Extreme Winter Does Not Disprove Climate Change

Every time a severe winter hits some region of the world, the same question reappears, almost always with a mocking tone: if it’s this cold, where is climate change?

The question is neither new nor inherently ill-intentioned. In fact, it’s understandable. For years, we were told the planet was becoming a cauldron, and extreme cold seems to contradict that idea. Today, U.S. media outlets are reporting the arrival of a cold front bringing heavy snowfall, with even the threat of light snow in the “Sunshine State” (Florida), where extreme cold is rarely part of the landscape. Every time something like this happens, the same denialist sentiment resurfaces.

It is important for us to know—whether here in Colombia or anywhere else—that an episode of severe cold does not contradict the reality of climate change. On the contrary, it is connected to it.

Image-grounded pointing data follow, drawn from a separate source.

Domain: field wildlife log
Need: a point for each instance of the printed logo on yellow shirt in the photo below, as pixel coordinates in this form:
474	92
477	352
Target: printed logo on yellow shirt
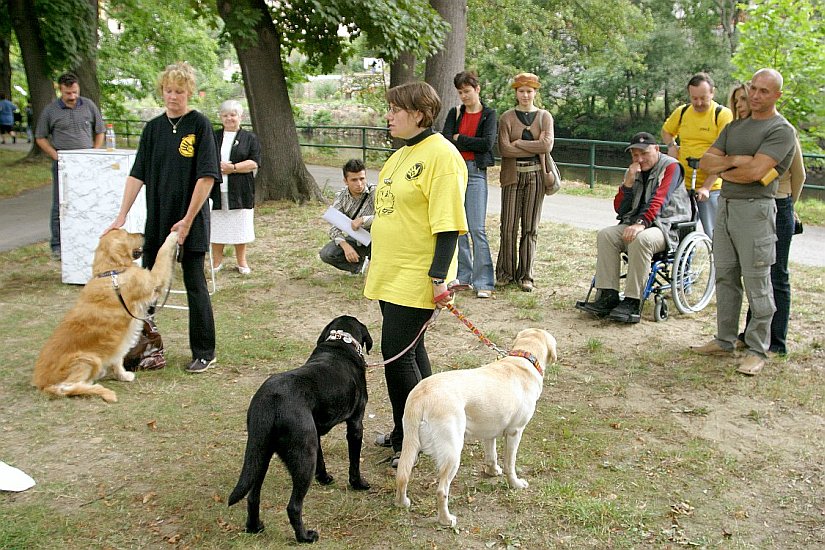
415	171
384	201
187	146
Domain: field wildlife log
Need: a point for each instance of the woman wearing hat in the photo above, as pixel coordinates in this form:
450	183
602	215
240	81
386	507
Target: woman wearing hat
525	137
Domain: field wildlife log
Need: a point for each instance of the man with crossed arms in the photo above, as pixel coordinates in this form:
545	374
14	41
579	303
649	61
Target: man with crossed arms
749	155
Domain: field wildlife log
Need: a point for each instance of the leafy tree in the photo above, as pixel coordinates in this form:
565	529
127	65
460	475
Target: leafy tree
264	33
139	38
788	35
443	65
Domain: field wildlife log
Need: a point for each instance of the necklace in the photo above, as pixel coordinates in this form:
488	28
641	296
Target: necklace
401	159
175	124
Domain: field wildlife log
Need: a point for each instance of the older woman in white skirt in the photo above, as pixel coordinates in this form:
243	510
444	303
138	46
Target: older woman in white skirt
233	202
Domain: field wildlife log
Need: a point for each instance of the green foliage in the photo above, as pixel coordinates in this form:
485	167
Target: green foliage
65	31
787	35
148	35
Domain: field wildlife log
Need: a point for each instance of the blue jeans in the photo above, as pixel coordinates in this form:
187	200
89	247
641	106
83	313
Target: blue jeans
55	221
707	212
780	277
476	266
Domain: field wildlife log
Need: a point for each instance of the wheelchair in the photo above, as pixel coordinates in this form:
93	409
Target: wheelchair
686	274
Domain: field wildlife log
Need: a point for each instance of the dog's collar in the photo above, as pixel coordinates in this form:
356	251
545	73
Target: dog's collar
529	356
347	338
110	273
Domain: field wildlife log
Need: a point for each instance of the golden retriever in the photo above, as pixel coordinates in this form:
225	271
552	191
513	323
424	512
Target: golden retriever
94	336
491	401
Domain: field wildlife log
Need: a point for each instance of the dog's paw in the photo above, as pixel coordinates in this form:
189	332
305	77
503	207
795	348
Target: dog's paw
359	484
447	519
255	528
517	483
310	536
324	479
109	396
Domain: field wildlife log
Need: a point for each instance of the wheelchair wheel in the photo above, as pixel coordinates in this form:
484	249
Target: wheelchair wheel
694	274
659	308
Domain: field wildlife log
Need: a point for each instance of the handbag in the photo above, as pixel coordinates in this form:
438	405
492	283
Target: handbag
551	172
147	353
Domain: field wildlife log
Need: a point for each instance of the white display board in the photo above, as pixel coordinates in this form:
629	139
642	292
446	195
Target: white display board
91	183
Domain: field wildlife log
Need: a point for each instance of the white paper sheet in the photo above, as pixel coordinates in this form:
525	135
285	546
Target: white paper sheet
342	222
12	479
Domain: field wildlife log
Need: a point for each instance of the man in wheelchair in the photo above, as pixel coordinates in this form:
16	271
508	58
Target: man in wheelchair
650	201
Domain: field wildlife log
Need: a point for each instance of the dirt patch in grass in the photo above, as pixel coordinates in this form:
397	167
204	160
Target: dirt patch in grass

Climate change affects the Arctic with greater intensity, a key region for climate balance. As the temperature contrast between the pole and middle latitudes decreases, the large air currents that usually keep the cold “locked in” become more unstable. When this occurs, polar air masses can shift toward areas where they were previously uncommon, bringing extreme cold to places unaccustomed to it.

The complexity lies not in the physics of the phenomenon, but in the public conversation built around it. Denying a problem as serious as climate change with an Instagram post of a snowstorm is a simplification that confuses more than it clarifies. Failing to understand the problem—or refusing to understand it—is costing us our future.

We could say, then, that cold fronts bring not only snow and blizzards, but an excess of denialism. The climate does not operate based on beliefs or political affinities; it operates by physical laws. Turning it into an object of mockery or denial doesn’t just misinform—it erodes trust in evidence and impoverishes the debate.

In fact, the relevant question is not why there are such harsh snowfalls if everyone says the planet is getting hotter over the years. What we must ask ourselves is whether we are prepared to understand and manage a climate system that is increasingly extreme, erratic, and unpredictable. That conversation loses its meaning when it is reduced to slogans, even when world leaders and heads of state choose to question or ridicule a widely documented reality.

This winter will pass. What remains to be seen is whether public discussion can mature enough to stop being ideological and start being responsible.